En Palestine, les Israéliens copiaient le modèle américain. Ils encourageaient les islamistes à se dresser devant l’OLP nationaliste/socialiste. Pendant qu’il poursuivaient, harcelaient et assassinaient les dirigeants et militants de l’OLP, ils faisaient semblant de ne pas voir ce que les islamistes faisaient aux femmes et à la société en général. Ils les ont mêmes privilégiés dans des postes d’enseignement. Ils ont infiltré des milliers d’entre eux, hommes et femmes, dans notre système éducatif. Ainsi, les islamistes ont-ils gagné plus de pouvoir en influençant les étudiants dès l’âge précoce. Une fois certains de leur emprise, ils ont retourné leurs forces contre l’Occident et Israël. Ils sont devenus un pouvoir réel. Ce qui les aidés à parvenir à ce stade, ce n’est pas seulement la défaite nationaliste/socialiste, aggravée par la chute du bloc soviétique. Ni le soutien israélo-américain. La mauvaise gérance de nombreux dirigeants corrompus de l’OLP a ajouté à leur succès.

Historiquement, après la défaite de 1967, l’OLP a comblé le vide laissé par Nasser. Les révolutionnaires arabes se sont regroupés autour de l’OLP en espérant créer un changement dans la région tout entière. Pendant les années 70 et 80, l’OLP était la force susceptible d’apporter le changement socio-politique et l’unité contre nos régimes conservateurs. Malheureusement, après un moment, il n’y a eu plus guère de différences entre l’OLP et les autres régimes arabes conservateurs et corrompus. Les dirigeants de l’OLP ont, à la fois, été atteints par le pétrodollar arabe, et se sont égarés, perdant toute sagacité en perdant beaucoup de grands intellectuels, assassinés par le Mossad israélien. Ceux qui ont fait les accords d’Oslo n’ont certainement pas été les plus brillants. Ils ont échoué en tant qu’administrateurs, autant qu’ils ont échoué à apporter la paix. Leur corruption a ajouté à la pauvreté du peuple, et les Israéliens leur ont rendu impossible d’apporter la stabilité et l’espoir. Le peuple a fini par en avoir marre et devenir amer. Ecrivains, journalistes, artistes et intellectuels se sont mis à écrire, à lancer des appels, demander le changement, en vain. Les masses, frappées par la pauvreté, le manque de vision et d’espoir, se sont tournées vers les islamistes. Elles voulaient ainsi porter au pouvoir un front qui pourrait les débarrasser de la pauvreté, de la corruption et de l’occupation. C’est ainsi que le Hamas a gagné les élections en Palestine. C’est ainsi que le Hamas a pris le pouvoir à Gaza. C’est ainsi que les masses arabes se sont tournées vers les islamistes pour qu’ils les débarrassent de la pauvreté, et de la défaite.

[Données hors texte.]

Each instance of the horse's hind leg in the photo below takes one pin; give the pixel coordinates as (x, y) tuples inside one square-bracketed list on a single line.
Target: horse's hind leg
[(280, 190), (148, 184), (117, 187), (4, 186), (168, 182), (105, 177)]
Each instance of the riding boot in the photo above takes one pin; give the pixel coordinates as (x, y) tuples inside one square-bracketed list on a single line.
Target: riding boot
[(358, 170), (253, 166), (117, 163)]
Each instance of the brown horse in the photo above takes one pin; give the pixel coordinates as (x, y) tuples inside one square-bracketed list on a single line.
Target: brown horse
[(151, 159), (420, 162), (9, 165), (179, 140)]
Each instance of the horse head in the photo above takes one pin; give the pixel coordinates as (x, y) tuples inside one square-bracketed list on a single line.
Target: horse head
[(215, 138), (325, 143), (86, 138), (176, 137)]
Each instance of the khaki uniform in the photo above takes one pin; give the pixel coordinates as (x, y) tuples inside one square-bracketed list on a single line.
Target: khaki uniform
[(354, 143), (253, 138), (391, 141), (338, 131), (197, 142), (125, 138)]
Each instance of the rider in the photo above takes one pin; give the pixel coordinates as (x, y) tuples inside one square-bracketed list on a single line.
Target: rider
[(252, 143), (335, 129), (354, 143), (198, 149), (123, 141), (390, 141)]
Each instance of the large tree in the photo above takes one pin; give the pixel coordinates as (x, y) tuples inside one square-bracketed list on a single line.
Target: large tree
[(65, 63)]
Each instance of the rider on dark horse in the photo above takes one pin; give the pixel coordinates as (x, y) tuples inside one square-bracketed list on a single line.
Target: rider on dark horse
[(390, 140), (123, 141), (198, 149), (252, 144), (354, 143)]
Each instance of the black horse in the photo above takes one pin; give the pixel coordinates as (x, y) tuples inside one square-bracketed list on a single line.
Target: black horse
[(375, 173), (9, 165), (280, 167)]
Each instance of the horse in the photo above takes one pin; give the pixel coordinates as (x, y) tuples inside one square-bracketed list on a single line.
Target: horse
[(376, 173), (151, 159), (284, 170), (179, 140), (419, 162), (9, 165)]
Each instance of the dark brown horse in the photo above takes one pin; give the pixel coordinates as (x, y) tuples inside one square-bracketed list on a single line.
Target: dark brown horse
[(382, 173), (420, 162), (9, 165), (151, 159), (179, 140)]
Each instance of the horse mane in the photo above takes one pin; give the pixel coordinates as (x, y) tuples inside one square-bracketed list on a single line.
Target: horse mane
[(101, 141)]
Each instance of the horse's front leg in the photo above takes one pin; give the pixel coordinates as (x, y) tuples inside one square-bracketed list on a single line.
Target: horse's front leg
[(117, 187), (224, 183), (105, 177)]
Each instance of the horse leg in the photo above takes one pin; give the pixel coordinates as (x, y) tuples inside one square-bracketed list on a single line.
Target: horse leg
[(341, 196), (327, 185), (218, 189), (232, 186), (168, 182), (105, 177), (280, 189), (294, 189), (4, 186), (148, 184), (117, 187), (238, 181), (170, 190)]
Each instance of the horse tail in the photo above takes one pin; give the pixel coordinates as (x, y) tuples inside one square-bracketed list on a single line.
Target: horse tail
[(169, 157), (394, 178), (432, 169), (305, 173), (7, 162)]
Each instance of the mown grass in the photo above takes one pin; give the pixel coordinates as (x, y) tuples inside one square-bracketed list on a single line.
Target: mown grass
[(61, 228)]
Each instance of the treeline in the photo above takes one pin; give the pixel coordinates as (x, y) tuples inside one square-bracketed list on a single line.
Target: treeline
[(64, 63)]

Nous sommes maintenant dans une situation de désordre. Israël profite de ce gâchis. Outre la poursuite de l’occupation et la construction de nouvelles colonies de peuplements, de milliers de colonies qui ne nous laissent aucun espace pour respirer ; chaque année, ou chaque nouvelle année, Israël lance une nouvelle opération ou une nouvelle guerre, comme celle que vous avez vue à la télévision et qui s’est déroulée dans la bande de Gaza. Les Israéliens envoient leurs obus, leurs missiles, ils tuent et détruisent. Ils détruisent l’infrastructure des villes et des villages. Ils détruisent les centrales électriques, les réseaux d’eau, les systèmes d’assainissement, les hôpitaux, les maisons, les immeubles et les camps de réfugiés. Ils détruisent les bureaux des Nations unies et des ONG, les lieux de stockage du blé et de la farine, du lait et du sucre, les stations essence, les bus et même les ambulances. Ils blessent et tuent des centaines, parfois des milliers de civils innocents, dont des femmes et des enfants.

Où est la Vérité ?

Comme vous pouvez le voir, je vous ai raconté mon histoire, en tant que femme, en tant que Palestinienne, et en tant qu’Arabe. Je vous l’ai racontée à partir de mon opinion, de mon vécu, et de mes convictions, que je pense être vraies et justes. Mais pour vous, Occidentaux, sur ce que vous avez appris ou êtes venus à penser, vous pouvez avoir des idées, des convictions ou des visions différentes sur tout ce dont je vous ai parlé, n’est-ce pas ? C’est normal et compréhensible. Vous savez pourquoi ? Parce que nous aussi, en tant qu’Arabes, Palestiniennes, et en tant que femmes arabes, nous avons des convictions et des visions différentes sur votre culture à vous, sur votre histoire et vos croyances. Mais ce que nous voyons, et ce que vous voyez, est-ce vrai et réel ? Est-ce la vérité ? Nous devons nous poser ces questions, à moins d’être satisfaits de nos préjugés et figés dans nos croyances traditionnelles.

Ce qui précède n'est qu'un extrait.